Kevin (my boyfriend who died in March) conveyed a contentedness I’ve rarely witnessed. Ok, sure, he screamed obscenities in traffic and don’t mess with his sales leads!
But in the mornings, he sat quietly with coffee and me. Sounds simple, but that’s not a comfortable setting for everyone. These days, quiet for many means on their phone or computer. For me, quiet is often writing or praying.
I’d forgotten how to just sit in peace and contemplation, without restlessness, resistance, chatter, or distraction. Kevin didn’t like it if I grabbed a book or a pen, or God forbid, my phone. He wasn’t into texting. He was an old fashioned guy, in that he used the phone to call and talk to people.
Often in the mornings, we talked. Occasionally, he prayed aloud for his sales days. He wasn’t trying to distance himself the way many of us do.
The cool thing about Kevin, among the thousands I could tell you, was his ability to be fully present.
We’ve come to let people off the hook for being on the phone, in a hurry, rushing to be somewhere, and never fully arriving.
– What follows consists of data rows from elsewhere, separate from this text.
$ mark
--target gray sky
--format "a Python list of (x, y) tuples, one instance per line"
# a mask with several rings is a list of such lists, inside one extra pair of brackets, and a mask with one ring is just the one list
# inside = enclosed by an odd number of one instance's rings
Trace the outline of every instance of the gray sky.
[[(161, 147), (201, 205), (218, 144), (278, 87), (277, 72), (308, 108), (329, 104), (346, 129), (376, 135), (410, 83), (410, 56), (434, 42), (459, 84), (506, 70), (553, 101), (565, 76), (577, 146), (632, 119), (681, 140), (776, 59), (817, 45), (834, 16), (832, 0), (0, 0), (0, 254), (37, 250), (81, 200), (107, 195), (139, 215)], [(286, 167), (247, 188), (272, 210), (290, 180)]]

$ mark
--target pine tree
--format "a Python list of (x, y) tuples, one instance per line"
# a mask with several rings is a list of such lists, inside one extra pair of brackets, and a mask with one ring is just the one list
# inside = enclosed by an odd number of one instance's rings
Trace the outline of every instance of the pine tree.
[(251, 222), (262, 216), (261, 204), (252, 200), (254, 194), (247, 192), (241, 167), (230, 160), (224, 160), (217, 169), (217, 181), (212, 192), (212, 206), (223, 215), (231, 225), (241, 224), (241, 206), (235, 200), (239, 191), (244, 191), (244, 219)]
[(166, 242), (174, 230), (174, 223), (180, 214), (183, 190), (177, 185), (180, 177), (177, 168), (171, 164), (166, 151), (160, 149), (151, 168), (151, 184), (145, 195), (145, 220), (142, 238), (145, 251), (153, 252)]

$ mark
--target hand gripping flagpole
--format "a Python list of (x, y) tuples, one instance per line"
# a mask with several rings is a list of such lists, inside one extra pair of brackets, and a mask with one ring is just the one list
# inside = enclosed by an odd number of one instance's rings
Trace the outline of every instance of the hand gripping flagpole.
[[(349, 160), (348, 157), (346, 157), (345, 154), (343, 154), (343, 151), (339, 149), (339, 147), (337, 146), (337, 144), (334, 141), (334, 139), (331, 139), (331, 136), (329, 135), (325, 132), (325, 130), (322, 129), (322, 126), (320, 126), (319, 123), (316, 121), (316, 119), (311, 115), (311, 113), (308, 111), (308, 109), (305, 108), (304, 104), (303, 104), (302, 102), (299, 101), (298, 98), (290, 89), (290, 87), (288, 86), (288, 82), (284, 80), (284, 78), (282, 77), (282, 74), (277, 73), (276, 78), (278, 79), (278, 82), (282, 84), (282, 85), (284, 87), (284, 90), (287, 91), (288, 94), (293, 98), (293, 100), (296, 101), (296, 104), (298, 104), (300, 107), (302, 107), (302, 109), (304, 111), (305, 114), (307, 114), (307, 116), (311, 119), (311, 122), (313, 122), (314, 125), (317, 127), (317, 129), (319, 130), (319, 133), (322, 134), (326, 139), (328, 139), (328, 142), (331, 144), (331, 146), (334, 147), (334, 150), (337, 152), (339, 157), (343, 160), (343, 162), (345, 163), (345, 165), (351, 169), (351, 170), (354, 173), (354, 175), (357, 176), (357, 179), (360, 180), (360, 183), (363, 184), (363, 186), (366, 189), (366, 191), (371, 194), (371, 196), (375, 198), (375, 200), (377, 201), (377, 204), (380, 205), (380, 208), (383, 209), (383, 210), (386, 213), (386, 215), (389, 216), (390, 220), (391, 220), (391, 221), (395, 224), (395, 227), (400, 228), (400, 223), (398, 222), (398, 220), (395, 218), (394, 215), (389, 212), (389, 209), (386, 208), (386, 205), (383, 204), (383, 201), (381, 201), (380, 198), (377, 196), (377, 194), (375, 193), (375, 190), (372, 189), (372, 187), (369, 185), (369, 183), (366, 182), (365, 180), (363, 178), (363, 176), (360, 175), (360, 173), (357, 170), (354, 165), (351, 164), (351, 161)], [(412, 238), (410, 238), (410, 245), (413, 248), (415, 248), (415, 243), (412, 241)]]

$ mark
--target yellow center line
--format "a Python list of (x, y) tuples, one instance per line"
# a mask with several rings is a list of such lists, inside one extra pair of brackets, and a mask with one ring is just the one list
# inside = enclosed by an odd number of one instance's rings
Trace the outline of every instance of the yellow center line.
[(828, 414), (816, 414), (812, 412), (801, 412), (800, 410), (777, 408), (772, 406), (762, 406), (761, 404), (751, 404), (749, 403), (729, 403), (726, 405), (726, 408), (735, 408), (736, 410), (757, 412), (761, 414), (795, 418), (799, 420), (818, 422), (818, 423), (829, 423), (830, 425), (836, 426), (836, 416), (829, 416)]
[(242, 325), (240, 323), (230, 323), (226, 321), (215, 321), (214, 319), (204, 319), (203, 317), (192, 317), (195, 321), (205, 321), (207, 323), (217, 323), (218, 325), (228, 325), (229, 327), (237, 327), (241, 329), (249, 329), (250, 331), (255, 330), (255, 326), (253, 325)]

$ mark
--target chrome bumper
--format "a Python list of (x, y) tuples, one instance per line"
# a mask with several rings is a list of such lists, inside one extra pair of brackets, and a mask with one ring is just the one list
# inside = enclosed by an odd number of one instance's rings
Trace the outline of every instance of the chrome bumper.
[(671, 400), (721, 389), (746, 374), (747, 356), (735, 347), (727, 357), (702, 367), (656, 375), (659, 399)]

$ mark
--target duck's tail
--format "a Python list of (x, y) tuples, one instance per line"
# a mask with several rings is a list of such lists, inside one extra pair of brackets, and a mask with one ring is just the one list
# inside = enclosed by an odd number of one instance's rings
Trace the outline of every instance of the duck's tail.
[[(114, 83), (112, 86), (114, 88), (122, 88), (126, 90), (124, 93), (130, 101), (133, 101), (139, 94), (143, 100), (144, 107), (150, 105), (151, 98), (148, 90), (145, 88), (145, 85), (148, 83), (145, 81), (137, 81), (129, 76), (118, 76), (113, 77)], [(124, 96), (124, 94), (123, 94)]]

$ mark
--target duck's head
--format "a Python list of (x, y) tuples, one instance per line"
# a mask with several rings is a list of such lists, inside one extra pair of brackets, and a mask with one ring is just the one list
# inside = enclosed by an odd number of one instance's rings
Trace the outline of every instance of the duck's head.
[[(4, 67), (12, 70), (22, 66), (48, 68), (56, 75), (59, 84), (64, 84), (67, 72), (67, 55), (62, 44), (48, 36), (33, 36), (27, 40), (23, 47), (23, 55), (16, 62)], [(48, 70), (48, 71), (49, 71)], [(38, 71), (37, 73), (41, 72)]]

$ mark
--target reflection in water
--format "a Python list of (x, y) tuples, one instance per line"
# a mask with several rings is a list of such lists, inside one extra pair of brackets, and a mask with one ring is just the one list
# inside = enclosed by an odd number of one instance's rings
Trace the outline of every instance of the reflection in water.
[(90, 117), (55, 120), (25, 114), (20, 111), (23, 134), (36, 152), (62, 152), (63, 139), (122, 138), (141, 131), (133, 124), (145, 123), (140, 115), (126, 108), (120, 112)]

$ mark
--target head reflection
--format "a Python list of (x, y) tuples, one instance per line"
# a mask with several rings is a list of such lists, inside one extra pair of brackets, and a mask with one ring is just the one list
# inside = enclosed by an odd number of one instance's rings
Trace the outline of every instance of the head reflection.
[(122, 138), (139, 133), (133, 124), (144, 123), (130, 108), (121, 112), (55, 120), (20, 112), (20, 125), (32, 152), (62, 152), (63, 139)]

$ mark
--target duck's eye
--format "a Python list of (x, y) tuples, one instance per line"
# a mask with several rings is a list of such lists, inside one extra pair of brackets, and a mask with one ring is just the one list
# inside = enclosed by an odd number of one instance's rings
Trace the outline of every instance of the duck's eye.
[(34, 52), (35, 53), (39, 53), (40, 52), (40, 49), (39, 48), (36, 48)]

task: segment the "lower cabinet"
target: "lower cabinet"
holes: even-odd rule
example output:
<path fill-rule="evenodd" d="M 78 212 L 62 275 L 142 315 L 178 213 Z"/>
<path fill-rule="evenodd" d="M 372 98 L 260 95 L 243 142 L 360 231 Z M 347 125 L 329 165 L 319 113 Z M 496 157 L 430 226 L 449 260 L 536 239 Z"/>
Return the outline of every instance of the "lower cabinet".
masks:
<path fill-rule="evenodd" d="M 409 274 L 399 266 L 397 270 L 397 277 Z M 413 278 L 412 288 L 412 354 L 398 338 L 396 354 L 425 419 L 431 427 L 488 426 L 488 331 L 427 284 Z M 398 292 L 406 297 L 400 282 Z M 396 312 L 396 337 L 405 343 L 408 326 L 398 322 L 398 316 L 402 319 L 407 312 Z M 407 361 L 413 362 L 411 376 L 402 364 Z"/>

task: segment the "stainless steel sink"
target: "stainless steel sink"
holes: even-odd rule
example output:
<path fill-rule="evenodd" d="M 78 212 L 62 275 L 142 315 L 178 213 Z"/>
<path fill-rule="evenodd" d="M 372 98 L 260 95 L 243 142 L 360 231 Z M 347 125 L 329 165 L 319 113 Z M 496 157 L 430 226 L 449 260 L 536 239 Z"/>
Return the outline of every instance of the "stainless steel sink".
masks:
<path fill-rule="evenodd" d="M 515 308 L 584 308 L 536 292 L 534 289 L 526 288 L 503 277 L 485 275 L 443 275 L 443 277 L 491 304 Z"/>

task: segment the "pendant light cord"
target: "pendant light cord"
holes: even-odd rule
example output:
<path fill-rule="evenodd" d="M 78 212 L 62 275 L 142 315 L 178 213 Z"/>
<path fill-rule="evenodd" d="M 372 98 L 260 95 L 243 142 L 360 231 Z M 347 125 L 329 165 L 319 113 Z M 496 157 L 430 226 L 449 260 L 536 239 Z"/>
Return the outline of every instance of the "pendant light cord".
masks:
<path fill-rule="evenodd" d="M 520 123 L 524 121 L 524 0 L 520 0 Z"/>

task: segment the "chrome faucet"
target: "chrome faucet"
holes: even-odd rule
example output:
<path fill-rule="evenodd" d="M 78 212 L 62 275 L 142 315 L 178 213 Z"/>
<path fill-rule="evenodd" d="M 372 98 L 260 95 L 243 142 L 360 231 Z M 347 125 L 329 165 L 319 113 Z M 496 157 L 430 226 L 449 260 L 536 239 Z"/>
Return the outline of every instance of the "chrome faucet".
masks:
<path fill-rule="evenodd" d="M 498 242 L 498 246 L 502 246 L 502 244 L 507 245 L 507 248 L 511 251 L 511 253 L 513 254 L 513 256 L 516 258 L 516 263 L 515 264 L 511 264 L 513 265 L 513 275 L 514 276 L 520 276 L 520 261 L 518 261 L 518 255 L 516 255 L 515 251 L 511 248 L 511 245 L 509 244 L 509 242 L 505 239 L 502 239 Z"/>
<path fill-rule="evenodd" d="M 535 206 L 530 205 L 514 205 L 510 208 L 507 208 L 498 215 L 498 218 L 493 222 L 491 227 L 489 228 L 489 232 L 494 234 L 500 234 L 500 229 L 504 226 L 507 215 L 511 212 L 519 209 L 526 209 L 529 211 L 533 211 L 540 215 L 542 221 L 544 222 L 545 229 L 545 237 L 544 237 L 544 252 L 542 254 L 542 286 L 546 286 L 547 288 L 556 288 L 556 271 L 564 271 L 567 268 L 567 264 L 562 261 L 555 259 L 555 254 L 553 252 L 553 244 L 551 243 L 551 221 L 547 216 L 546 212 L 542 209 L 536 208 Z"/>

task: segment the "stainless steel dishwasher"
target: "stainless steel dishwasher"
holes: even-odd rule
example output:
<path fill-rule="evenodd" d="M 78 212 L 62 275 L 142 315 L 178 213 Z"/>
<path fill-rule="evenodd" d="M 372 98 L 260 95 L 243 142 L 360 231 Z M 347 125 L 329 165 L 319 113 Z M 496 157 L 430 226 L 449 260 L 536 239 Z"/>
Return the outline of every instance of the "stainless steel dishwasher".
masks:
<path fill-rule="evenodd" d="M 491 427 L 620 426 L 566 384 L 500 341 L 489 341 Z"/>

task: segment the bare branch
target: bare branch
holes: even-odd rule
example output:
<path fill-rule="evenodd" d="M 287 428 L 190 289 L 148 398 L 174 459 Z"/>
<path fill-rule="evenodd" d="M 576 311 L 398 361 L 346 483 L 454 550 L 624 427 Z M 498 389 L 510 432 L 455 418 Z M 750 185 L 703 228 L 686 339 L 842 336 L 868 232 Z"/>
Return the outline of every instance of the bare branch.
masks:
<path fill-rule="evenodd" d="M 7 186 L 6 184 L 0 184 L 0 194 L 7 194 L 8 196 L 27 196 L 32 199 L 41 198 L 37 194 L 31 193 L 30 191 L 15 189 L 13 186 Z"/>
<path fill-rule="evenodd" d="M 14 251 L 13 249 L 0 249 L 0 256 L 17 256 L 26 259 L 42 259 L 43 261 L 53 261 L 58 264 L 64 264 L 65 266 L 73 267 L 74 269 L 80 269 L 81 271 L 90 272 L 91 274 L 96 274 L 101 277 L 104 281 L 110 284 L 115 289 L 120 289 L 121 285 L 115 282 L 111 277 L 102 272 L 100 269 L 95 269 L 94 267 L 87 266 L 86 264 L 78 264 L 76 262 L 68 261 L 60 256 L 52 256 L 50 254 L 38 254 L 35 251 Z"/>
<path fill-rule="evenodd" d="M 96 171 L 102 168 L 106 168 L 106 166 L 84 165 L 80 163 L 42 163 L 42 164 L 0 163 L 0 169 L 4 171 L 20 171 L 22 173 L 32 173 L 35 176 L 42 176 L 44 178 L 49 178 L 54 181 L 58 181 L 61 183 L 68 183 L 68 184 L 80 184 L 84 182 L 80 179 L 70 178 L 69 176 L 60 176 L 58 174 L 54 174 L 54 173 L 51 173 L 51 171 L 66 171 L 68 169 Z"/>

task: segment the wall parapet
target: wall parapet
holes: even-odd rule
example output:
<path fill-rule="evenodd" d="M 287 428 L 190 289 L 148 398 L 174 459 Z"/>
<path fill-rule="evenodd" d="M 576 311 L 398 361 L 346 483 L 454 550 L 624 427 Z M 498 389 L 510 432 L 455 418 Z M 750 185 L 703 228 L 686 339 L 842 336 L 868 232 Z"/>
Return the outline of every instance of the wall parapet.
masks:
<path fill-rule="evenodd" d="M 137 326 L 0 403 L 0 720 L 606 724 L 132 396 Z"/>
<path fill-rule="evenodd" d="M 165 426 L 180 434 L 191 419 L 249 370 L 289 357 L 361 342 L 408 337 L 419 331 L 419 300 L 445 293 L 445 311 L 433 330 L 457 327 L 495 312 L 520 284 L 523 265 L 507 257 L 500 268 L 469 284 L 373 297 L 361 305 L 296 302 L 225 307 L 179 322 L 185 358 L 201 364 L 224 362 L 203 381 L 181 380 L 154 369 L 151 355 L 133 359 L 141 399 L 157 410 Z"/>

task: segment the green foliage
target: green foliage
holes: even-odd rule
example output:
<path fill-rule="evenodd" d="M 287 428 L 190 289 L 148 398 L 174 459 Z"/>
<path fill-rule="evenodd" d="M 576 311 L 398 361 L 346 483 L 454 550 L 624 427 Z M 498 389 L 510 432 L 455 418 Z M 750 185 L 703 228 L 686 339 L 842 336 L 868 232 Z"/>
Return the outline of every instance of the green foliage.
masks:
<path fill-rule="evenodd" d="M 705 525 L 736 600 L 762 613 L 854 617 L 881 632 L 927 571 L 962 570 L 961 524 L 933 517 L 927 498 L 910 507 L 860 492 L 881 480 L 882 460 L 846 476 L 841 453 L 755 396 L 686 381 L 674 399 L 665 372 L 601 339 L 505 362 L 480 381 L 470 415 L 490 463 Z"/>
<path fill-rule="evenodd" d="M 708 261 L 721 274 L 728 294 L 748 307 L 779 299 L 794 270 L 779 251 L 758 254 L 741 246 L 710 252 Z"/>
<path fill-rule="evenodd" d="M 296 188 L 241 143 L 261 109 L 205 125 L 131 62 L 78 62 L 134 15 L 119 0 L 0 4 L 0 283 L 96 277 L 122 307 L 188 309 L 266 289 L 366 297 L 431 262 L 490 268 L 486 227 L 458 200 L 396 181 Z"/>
Kevin arrived in his life. He liked where he landed. In the mornings, contentment shown on his face like the rising sun and the birds at the feeder, the ones he taught me to take an interest in.
Kevin wasn’t striving to impress or mentally manipulate me. He knew how to just be and allowed me to do the same.
It’s morning now. I’m at home. Without Kevin. I sit with my coffee, watch birds at his feeder, and embrace contentment in an imperfect life.